With Tennessee House Speaker Beth Harwell taking a lead role, an affiliate of the Republican National Committee has launched an initiative to find women to stand as GOP candidates. Republican women from around the country gathered in Nashville last month to trade insights on recruiting and supporting their peers.
The Tennessee Republican Party has done a very good job of supporting female candidates and promoting women into leadership positions once they get elected. But let's also be clear, they've also been very lucky to have Harwell — who's charming, funny and at ease in any situation, while retaining the ability to be scary as fuck when she needs to be. If Republican leadership were the A-Team, she's Hannibal, the amiable badass. (Okay, quickly — Ron Ramsey is Murdock, the kind of crazy dude whose piloting the crew; Tom Ingram is B.A. Baracus, the not-quite-regulation muscle; and the Governor is Face, whose job is mainly to be pretty and not get in the way.)
You're not going to find many people — male or female — like Beth Harwell. But, like Hannibal, I'm sure she's very convincing when she's recruiting people.
But I thought it was really interesting the reasons why more women aren't Republican:
“Women, as well as men, tend to be in favor of abortion but want more restrictions,” said Susan Carroll, a senior scholar at Rutgers University’s Center for the American Woman and Politics.
The differences between men and women are wider on several other issues, including some that are prominent on the public policy agenda in Washington.
Women are twice as likely as men, for example, to say that only authorized personnel should own guns. On the flip side, only half as many women say there should be no restrictions whatsoever on gun ownership.
Women also are more likely to favor letting illegal immigrants who entered the United States as children remain in the country. Women favor same-sex marriage more than men do. And women are more likely than men to favor government assistance to the poor and unemployed.
I think there's an important reality here. When social services fall short, most people's first instinct is not to go to churches or charities — it's to go to their families. When elderly people can't make it on their own and the government funds they thought they could rely on aren't there, they move in with their kids.
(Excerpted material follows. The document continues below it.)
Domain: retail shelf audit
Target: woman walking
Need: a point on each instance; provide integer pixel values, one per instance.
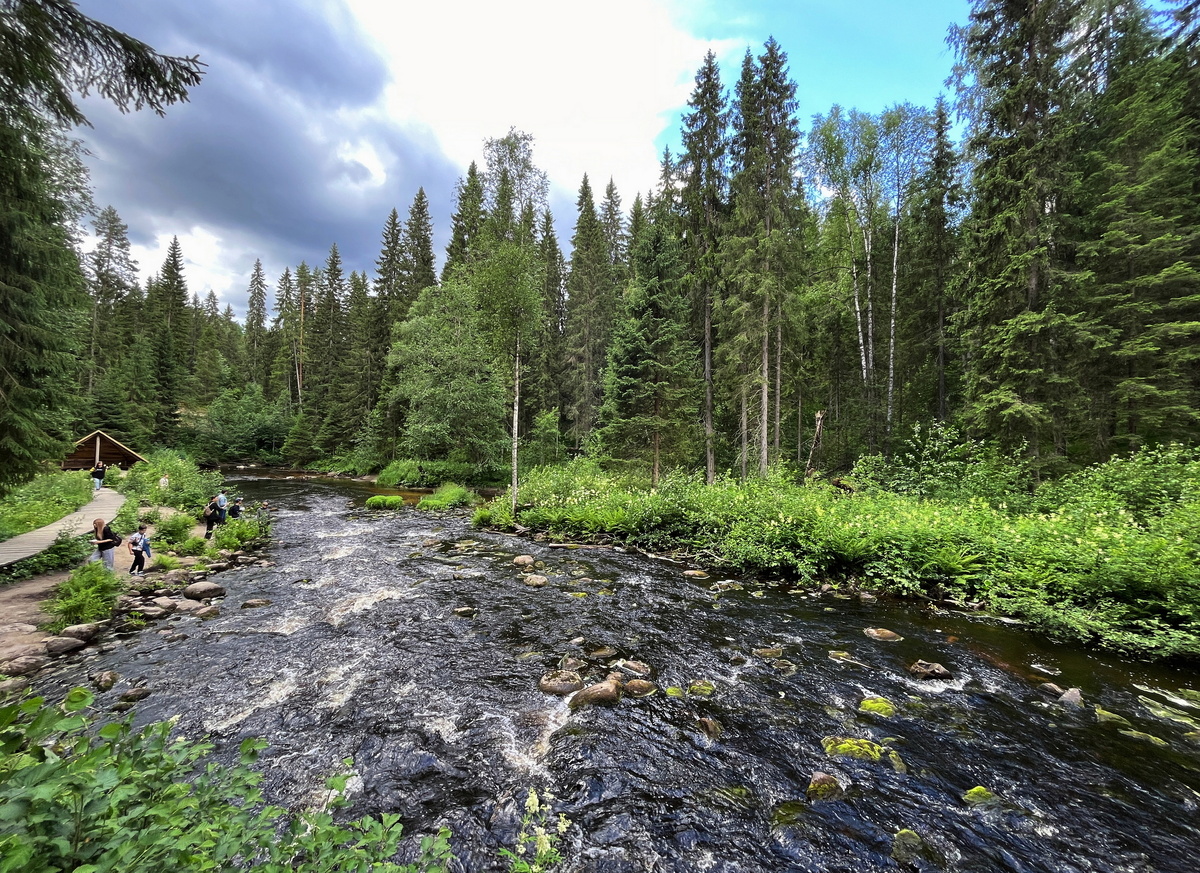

When people can't get the healthcare they need, some woman is going to end up nursing them the best she can.
And who still bears most of the responsibility for the household? Women. It's very easy to think that the woman in front of you buying 13 2-liters of Mountain Dew with food stamps shouldn't be getting food stamps when you don't know her. When it's your sister-in-law and you know whose fridge she's going to be raiding if she gets kicked off the dole, you figure it's better for her to cheat the government than to mooch off you.
For women, the identity of just who has to pick up the slack when the government doesn't or can't provide a safety net looks just like the face we see in the mirror. All that rhetoric about people being a burden to taxpayers? How can it ring true to the people who would actually be burdened by the collapse of our safety net?
If Republicans want to bring more women into the fold, they have to find a way to not make having Republicans in power suck so bad for women.